Milena Jesenská

6441 Milenajesenská è un asteroide della fascia principale, scoperto nel 1988 e dedicato a lei, Milena Jesenská: traduttrice, scrittrice, giornalista ceca, attiva nella Resistenza, deportata a Ravensbrück e proclamata Giusta fra le Nazioni nel 1994.

Un riconoscimento, nello spazio toponomastico dell’universo, a una donna dalla personalità così complessa e variegata da sfuggire a una definizione univoca, ma conosciuta ai più soltanto per essere «l’amica di Kafka» in quanto destinataria delle sue lettere. Milena, che tradotto in lingue slave significa allo stesso tempo amante e amata, sembra realizzare il significato del suo nome nella generosità estrema che la caratterizza, donandosi nello stesso modo alle persone amate così come agli ideali che orientano la sua vita. Anticonformista, ribelle, difensora della giustizia, politicamente e culturalmente impegnata nelle vicende dolorose del suo tempo, sin da piccola apprese, nel comportamento di sfida del padre caratterizzato dal suo «stare dritto e porgere aiuto», quel comportamento eroico ed altruista che ne illuminò tutta la vita.

Milena Jesenská

Nacque a Praga il 10 agosto 1896; suo padre, Jan Jesenský, fu un noto chirurgo dentista e professore presso l’Università Carolina; la madre, Milena Hejzlarová, che Milena accudirà durante la lunga malattia, diventando la sua infermiera quasi a tempo pieno, morì quando lei aveva appena 16 anni.
Frequentò il “Minerva” a Praga, uno dei primi licei femminili in Europa, fondato nel 1890 da una donna determinata e colta, la scrittrice Eliška Krásnohorská. In quel periodo scoprì il valore terapeutico della scrittura iniziando a pubblicare qualche articolo sul giornale scolastico; tra questi, ricordiamo Le nostre aspirazioni dove descrisse la struttura della sua scuola ideale, il liceo femminile che sognava di aprire quando fosse stata adulta. Fu però la corrispondenza con la sua insegnante prediletta, Albína Honzáková, una delle prime donne ceche laureate in filosofia, a renderle più lievi e significativi gli anni della scuola.

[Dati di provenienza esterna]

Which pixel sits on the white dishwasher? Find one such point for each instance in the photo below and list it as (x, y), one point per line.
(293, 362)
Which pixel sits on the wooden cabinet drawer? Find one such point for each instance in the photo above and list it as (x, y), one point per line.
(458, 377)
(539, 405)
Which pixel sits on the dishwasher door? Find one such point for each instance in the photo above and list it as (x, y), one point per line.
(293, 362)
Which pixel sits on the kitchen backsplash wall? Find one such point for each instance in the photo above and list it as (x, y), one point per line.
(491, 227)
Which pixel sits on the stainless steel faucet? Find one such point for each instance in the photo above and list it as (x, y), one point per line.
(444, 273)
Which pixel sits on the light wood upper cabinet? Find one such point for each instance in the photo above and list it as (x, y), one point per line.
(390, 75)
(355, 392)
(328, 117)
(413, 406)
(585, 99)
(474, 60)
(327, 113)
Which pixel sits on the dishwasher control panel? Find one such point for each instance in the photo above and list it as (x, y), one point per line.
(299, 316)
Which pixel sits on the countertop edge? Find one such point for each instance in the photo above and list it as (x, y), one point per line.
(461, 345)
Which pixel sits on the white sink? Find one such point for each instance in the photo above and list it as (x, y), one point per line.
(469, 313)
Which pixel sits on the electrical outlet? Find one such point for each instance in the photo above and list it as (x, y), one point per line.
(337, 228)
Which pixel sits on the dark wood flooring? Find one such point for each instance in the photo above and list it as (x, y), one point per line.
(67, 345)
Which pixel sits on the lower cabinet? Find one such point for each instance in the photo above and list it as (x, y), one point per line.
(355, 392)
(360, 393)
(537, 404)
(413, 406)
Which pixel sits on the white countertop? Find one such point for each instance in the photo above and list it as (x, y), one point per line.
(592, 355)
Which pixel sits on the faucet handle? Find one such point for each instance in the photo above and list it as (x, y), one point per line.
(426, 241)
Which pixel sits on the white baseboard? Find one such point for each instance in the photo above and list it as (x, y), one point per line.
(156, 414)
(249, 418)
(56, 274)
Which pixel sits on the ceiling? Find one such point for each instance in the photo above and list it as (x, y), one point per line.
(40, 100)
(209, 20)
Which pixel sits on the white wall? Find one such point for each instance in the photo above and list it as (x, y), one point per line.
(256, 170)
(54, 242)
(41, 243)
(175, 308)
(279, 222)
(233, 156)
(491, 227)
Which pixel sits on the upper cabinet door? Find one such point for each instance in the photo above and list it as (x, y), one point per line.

In quel periodo fece parte di un gruppo di ragazze intellettualmente vivaci che si facevano notare per il comportamento libero e provocatoriamente anticonformista, varcando i confini geografici che tradizionalmente separavano nella città la popolazione ceca da quella tedesca e sognando un mondo in cui le donne potessero ricoprire un ruolo sociale oltre che familiare. Milena era quella che dettava le regole e sul suo conto circolavano leggende: si diceva che sperperasse denaro come una pazza oppure che avesse attraversato a nuoto la Moldava con gli abiti addosso per non perdere un appuntamento o ancora che fosse stata arrestata alle cinque del mattino per aver raccolto fiori per un ragazzo in un parco pubblico.

Dopo il liceo il padre volle che la figlia studiasse medicina per continuare la tradizione di famiglia costringendola perfino ad assistere alle operazioni per ricostruire i volti distrutti dei feriti della Prima guerra mondiale. Ma Milena non diventò mai medica: dopo due semestri abbandonò gli studi. La sua grande passione era il mondo della letteratura e, proprio frequentando i circoli letterari di Praga, conobbe Ernst Pollak, intellettuale e critico ebreo che sposò nel 1918 contro il volere del padre (nazionalista e antisemita), il quale, sperando di impedirle di compiere questo passo, arrivò a farla rinchiudere per nove mesi nella clinica psichiatrica di Veleslavín.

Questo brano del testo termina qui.